Repo Man (1984)

I am not one for top ten lists, but when pressed to compile a list of my ten favorite films one film always appears. Times change and so do tastes. A few films that once ruled the roost have found themselves on the chopping block – (i.e. Empire Strikes Back, 2001, Miller’s Crossing). There fate came about not because they are bad films, but simply because they lost favor. They marked more of a moment in time, a lack of experience, and a general ignorance of other films. Every film I see brings new choices and the process of selection is one that is constantly in flux. However, one film has continually remained a staple on such an unstable list. That film is Repo Man.

I saw the last ten minutes of this film when I was twelve years old. It played on the A&E channel back when the A&E channel didn’t just play crime and detective shows. This was back when Evening at the Improv was the cornerstone of their programming and al the comedians were nobodies standing in front of that famous brick wall. Waiting for the jokes to start I saw an iridescent car floating high above the Los Angeles cityscape. The city lights zoomed by in a psychedelic blur as Emilo Estevez peered out from the car window and Bob the Goon from Batman flew this glowing vehicle into the stratosphere while a haunting score escorted them on their way.

That night I watched all of Evening at the Improv and I stayed up extra late to see the second showing of this mysterious movie. Up to this point in time I had little idea of anything outside of the mainstream. Most of the jokes in Repo Man flew way over my head, but there was a vibe, a late night vibe, that flowed through the film creating otherworldliness. Alex Cox had crafted a film that felt like it came from an alternate universe, a dream world that contained many similarities to our own world, but a logic that wholly escaped our world.

Though the story of Repo Man is a rather convoluted scenario that starts with car on its way from Los Alamos to Los Angeles is carrying stolen alien carcasses, the film itself feels effortless. Never laboring to intertwine the lives of gun-totting punks, UFO conspiracy theorists, secret government task forces, undercover agents, and a very hot Chevy Malibu – Repo Man is a quilt work without visible seams. The film focuses mainly on young punk, Otto (Estevez), and his introduction to the to the wild world of car repossession. Brought into the racket by Bud (Harry Dean Stanton) it doesn’t take long before Otto is addicted to the intense life of the repo man. On the road he’s looking for the next big score or tangling with the Rodriguez’s Brothers. At the impound yard he is given the life philosophies of various repo men and the yard’s most out-there resident, Miller. Played by veteran character actor Tracey Walter (Batman, Conan the Destroyer) Miller professes a theory of connectedness that runs throughout Alex Cox’s lil’ masterpiece.

What makes Repo Man so special and a film that continues to entertain are all the subtle details that lie buried in the film. Small visual gags, audible clues, and double meaning abound. With each subsequent viewing another connection can be found. Nothing in the film is only referenced one, everything comes back, drawing a line between two points, connecting two dots.
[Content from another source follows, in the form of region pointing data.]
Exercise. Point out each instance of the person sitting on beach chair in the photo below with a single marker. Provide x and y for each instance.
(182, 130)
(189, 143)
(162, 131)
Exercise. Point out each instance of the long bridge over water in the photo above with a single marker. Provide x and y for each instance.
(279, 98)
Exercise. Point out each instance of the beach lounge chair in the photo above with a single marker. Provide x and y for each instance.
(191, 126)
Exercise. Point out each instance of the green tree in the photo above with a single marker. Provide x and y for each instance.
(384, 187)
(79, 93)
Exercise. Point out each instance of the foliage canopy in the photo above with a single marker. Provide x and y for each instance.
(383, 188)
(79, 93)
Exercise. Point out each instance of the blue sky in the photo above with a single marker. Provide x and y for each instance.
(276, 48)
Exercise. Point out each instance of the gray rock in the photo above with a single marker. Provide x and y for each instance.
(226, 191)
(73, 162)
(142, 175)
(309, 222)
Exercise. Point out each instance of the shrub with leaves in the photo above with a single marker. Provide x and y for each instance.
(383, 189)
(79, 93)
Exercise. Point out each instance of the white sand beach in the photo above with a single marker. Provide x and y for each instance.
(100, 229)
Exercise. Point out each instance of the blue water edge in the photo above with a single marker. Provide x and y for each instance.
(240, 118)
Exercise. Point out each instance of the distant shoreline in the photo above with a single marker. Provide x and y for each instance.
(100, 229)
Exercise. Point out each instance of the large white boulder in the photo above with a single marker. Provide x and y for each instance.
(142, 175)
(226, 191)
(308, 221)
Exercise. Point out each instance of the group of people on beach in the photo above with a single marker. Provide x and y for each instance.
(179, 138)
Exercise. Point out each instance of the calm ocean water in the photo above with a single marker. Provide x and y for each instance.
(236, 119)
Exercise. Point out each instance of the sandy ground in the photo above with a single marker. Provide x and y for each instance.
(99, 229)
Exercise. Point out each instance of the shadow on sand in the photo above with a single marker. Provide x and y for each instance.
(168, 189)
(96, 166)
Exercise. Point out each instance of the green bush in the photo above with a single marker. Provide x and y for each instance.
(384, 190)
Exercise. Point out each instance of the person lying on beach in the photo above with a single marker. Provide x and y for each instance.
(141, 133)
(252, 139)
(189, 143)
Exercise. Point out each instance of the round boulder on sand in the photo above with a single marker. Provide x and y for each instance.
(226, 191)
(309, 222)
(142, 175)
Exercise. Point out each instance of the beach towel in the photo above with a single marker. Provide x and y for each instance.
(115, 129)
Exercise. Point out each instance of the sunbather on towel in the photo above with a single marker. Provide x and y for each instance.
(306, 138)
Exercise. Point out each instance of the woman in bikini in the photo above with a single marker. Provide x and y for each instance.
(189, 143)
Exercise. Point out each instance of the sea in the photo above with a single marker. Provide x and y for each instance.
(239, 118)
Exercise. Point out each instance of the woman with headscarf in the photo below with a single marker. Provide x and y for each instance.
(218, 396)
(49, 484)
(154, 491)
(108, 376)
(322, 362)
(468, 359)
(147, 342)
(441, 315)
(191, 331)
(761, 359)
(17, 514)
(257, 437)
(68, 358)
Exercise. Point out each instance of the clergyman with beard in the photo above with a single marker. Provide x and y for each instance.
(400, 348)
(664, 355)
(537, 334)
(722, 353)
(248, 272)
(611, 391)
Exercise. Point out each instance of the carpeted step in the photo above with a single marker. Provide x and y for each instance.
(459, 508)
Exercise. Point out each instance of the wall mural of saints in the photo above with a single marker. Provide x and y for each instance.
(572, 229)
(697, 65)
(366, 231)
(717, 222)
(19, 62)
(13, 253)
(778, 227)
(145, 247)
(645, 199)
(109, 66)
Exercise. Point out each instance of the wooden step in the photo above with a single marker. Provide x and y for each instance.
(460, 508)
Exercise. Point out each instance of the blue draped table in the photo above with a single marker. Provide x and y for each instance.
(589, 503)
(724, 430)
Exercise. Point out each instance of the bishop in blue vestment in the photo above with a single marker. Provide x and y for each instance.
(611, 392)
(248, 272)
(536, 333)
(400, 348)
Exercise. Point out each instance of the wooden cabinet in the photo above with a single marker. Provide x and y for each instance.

Just as Miller tries to explain to Otto that there are unseen forces at work in the world it begins to feel as if Alex Cox is that unseen force working in the shadows. Planting references here and there, Cox creates a film that does not hammer home its smartness, but lets the viewer discover it. Like Miller’s mentioning of how someone may mention a platter of shrimp only moments after you were just thinking about a platter of shrimp, Alex Cox does not force such a platter of shrimp into the film later on in the film, just to prove his character’s point. Instead, the platter of shrimp is hidden on a sign, in the background, easily overlooked. But it is there. The connections abound, but only if you look for them. Otherwise, they work like those unseen forces, a stitching that goes unseen, but holds together a crazy quilt of ideas.

Repo Man first introduced me to a whole new form of cinema, something I never had seen before and while I have seen many films like Repo Man since that one life changing night I always come back to Repo Man with fresh eyes. There is something at work in this film that is not at play in so many other offbeat, non-mainstream films. Repo Man is smart without showing off. It’s the difference between a braggart, know-it-all, and a wise sage. Keeping his smartness and his coolness quiet is the key to Cox’s success. So many filmmakers today make movies to stay one-step ahead of their audiences and to be toasted for their cleverness. Cox doesn’t push for this sort of praise and that is why he deserves roaring applause.